In Prince’s reconsideration of the narratee, he asks himself, “Should I write a letter to a friend and say something like ‘You ate a hamburger for lunch and it made me very happy,’ where exactly would the meta-narratee be?” The same question, I suspect, applies to the study at hand. There’s an invented narrator — the advertiser — and an invented narratee — a student who’s going to judge the housing situation on the basis of partying, tennis, and rap, but who somehow fails to notice the essential strangeness of the ad. The subjects of the study are supposed to be what Prince would call the meta-narratees — that is, readers who find the text to be directed toward them even if they are not specifically addressed within the text. In fiction, Prince notes, this idea has some merit, but in nonfiction it’s nonsense. A housemate ad is directed toward potential housemates, period. That this example is a fictional ad doesn’t really matter, in my view: We are treating it, for purposes of the study, as the real thing.

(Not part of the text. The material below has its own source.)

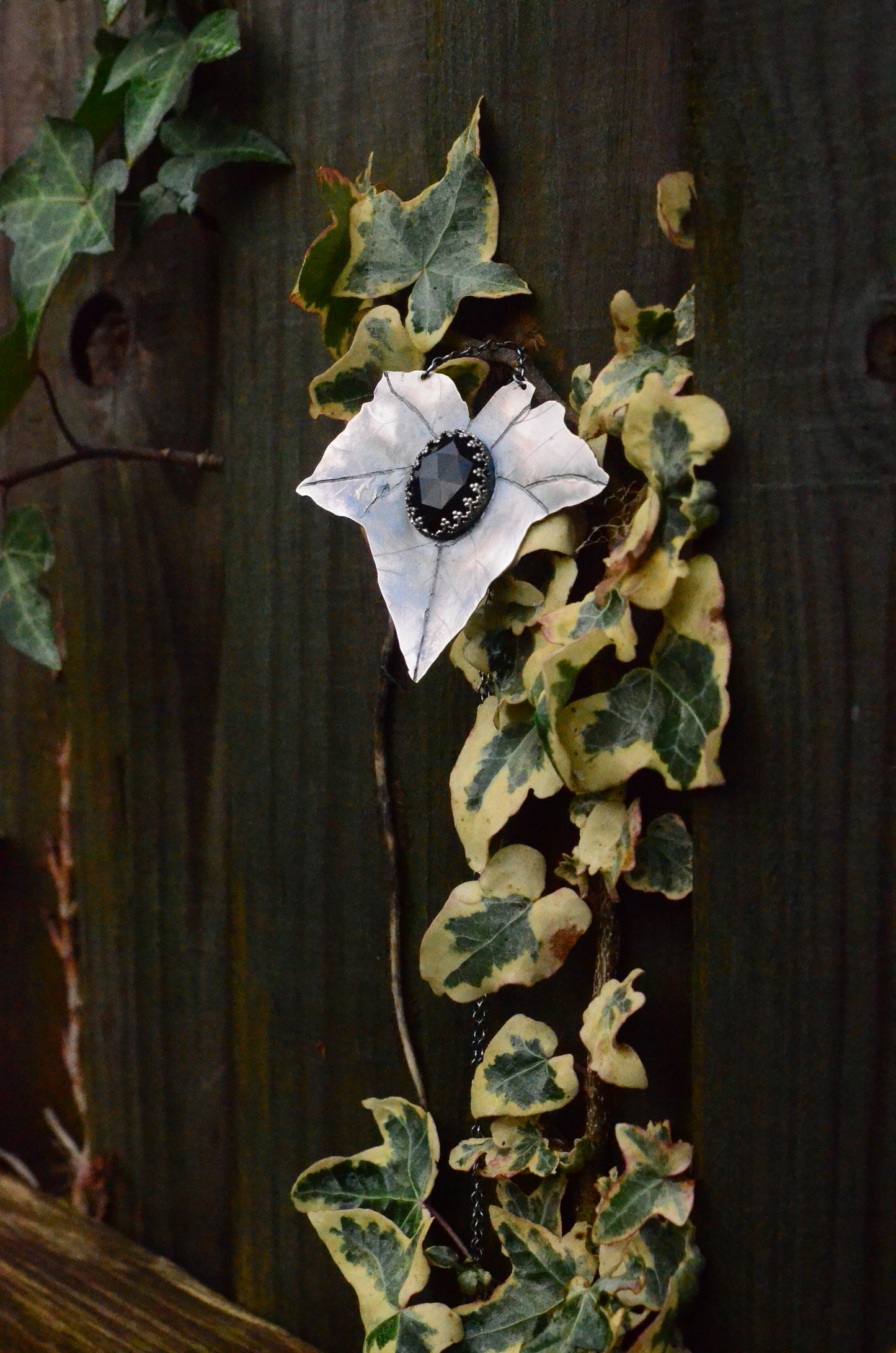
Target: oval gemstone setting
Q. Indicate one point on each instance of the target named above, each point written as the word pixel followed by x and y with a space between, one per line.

I’m sure that so-called grammos and typos affect readers differently. But neither of them happens outside a context. If the Big Five personality traits make a difference — and I’m doubtful even on this point — that difference surely surfaces long before we get to the point where a given subject is “bothered” by the use of you’re rather than your. Why? Because we’re not the narratee for the ad. When the study’s authors write that “extraverts with stronger beliefs about good grammar were more sensitive to typos; however, there were no differences linked to beliefs about good grammar associated with grammos,” they’re focusing on the one group that can possibly imagine itself responding to a rather peculiar ad that emphasizes relaxing and having fun. Possibly that’s a group that forgives the auto-correct function while noticing a lackadaisical approach to the spell-check function. But content comes first and is never separate.
That’s what I find. But then, I’m not looking to rent a room.